The 11 key employment workplace values are listed below in descending order of employee preference. This table clearly shows that:

  • Employees regard every value statement as more important than executives realize.
  • The order of importance of those values to employees was clearly misunderstood by Iowa executives.

NOTE: The questions were presented to respondents using Likert scales. Scored on a 1 to 100 scale, the highest number represents the most positive response.

 Values Study - Workplace Values

From the table we learn that executives understand Respect at the workplace and a sense of Achievement on the job are very important values to their employees. However, when ranked, executives mistakenly believe that Job Security, Money, Employer Leadership, Benefits and Personal Safety are all more important to their employees than the opportunity to Balance work time with family needs.

Here’s the big takeaway from the above table:

THE GREATEST ERROR OF EXECUTIVES IS UNDERESTIMATING THE IMPORTANCE OF WORK-LIFE BALANCE TO THEIR EMPLOYEES.
The importance of employees having a well-rounded lifestyle is critical to the mental well-being of employees – and Iowa employers should take note.

Some other interesting findings from this Study that may be worth noting, include:

  • By Gender: Female executives are in-tune with female employees. In contrast, male executives underestimated the importance of many values to both male and female employees. The largest disconnect being the importance of Balance and Time to their female employees.
  • By Age: Separated into categories of those younger and those older than 50 years of age, executives under 50 underestimated the importance of workplace values for their employees in all 11 categories. Employees, regardless of age, rated workplace values similarly.
  • By Generation: Generation X employees (born between 1967 – 1976) rated Money as the second least important workplace value, considerably lower than the other generations. All generations of executives significantly underestimated the importance of Balance and Time to all generations of employees.
  • By Income: Lower paid executives clearly underestimated the importance of 10 of the 11 workplace values to employees who earn less than $50,000 (79 percent of the respondents).

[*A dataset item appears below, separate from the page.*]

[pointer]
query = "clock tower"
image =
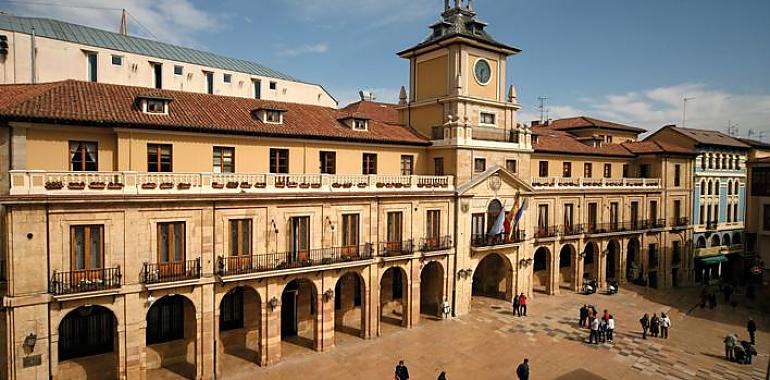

This survey was conducted before the full impact of the Great Recession – which began in 2007/2008. My suspicions, however, are that many employee and executive views in today’s environment may be relatively similar to those views found within this Study. Having Respect, a sense of Achievement and a work-life Balance are most assuredly timeless values…

Iowa employees value Respect, Achievement and the opportunity to Balance work time with family needs as most important, even more important than pay. In today’s globally competitive environment, Iowa employers will need to create a culture that is more responsive to these employee needs and values to attract and retain qualified employees. Being appreciated and valued on the job is the number one value to employees. When asked “What is the one main thing your organization could do better?” the answer: “Show appreciation for hard work,” was consistently heard. This is not an expensive solution, as appreciation can be effectively expressed in a non-monetary way.

Similarly, employees who are proud of their organization were significantly more positive about all aspects of their job. Employers are best served to communicate accurate details about the organization to employees and foster employee pride. Organizations may also consider flextime programs that allow for individual needs, as employees responded overwhelmingly in this Study that they value a healthy work and family balance.

I will continue to ‘dust off’ other gems found within this report, which to my knowledge, was the first study of its kind within Iowa that objectively addressed the disconnect between employer-employee opinions on employment values. Performing another Study similar to this one is definitely on my wish list for the future!